I have removed CO2 before... pH was 7.5, now without it is 8.3:laugh2:



WaterLife said:


> That LCD thermometer is nice. Have you tested to see how accurate it is?


Yes, i have tested it - quite accurate. Good thing is that you can see the temp. from distance. 




WaterLife said:


> Does it use a wired probe that sits in the tank while the reading is stuck on the outside of the glass, or does it just detect through the glass?


It detect through the glass.



WaterLife said:


> Gonna be keeping all the Sulawesi in the same tank? Don't recall which ones, but some Sulawesi prefer different params. Harlequins are smaller, but I don't think competition is worrysome as long as there is plenty of food.


Yes, 3 species in this tank. I think they will be ok with this parameters.



WaterLife said:


> Looking at pics of Red Orchids vs White Orchids, I prefer the "more colorful" Red Orchids. Have you seen both in person? I haven't, so maybe the white orchids do look better (more "starry").


Never seen them in person. I can get Red orchids as well, but i decide to get white ones... For variation in colors (don't want all reds) 

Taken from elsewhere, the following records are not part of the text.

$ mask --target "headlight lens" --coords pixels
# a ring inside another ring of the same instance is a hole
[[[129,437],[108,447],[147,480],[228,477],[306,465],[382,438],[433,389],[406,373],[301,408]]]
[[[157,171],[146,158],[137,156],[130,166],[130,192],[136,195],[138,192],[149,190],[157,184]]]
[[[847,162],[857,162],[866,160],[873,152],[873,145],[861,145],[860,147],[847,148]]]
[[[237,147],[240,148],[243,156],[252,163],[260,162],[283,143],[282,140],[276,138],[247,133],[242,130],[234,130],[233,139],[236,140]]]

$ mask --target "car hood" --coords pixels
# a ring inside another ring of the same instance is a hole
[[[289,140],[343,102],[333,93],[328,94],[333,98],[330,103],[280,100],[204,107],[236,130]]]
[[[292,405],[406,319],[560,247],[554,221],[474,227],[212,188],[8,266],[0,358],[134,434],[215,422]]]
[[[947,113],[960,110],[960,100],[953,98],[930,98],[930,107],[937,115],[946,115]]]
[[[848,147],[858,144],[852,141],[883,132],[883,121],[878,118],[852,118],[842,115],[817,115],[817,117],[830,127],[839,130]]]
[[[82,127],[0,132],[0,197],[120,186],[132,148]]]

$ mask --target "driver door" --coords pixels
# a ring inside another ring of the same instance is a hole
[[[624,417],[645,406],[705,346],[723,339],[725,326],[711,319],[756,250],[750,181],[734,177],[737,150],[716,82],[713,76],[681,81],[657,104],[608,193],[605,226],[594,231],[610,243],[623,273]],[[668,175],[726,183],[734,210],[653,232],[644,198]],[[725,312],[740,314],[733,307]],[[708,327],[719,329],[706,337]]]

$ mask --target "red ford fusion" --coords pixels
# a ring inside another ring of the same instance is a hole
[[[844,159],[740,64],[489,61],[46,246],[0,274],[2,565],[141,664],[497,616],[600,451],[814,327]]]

I have added some Marimo slices... Have to mention that this shrimps are not interested for food i am giving to them. Most of the time they are still hiding under the rocks.:nerd:


----------



## Jaxfisher (Jun 2, 2013)

Cardinals are on my list! Keep us posted on how they do. Beautiful tank.


----------



## WaterLife (Jul 1, 2015)

Any updates? New shrimp additions?

How well do all the plants tolerate the higher temps that Sulawesi shrimp like?


----------



## shaman. (Oct 26, 2012)

Plants growing fine, didn't noticed this higher temp. affect the growth. 
New shrimps coming next month (I hope so)!


----------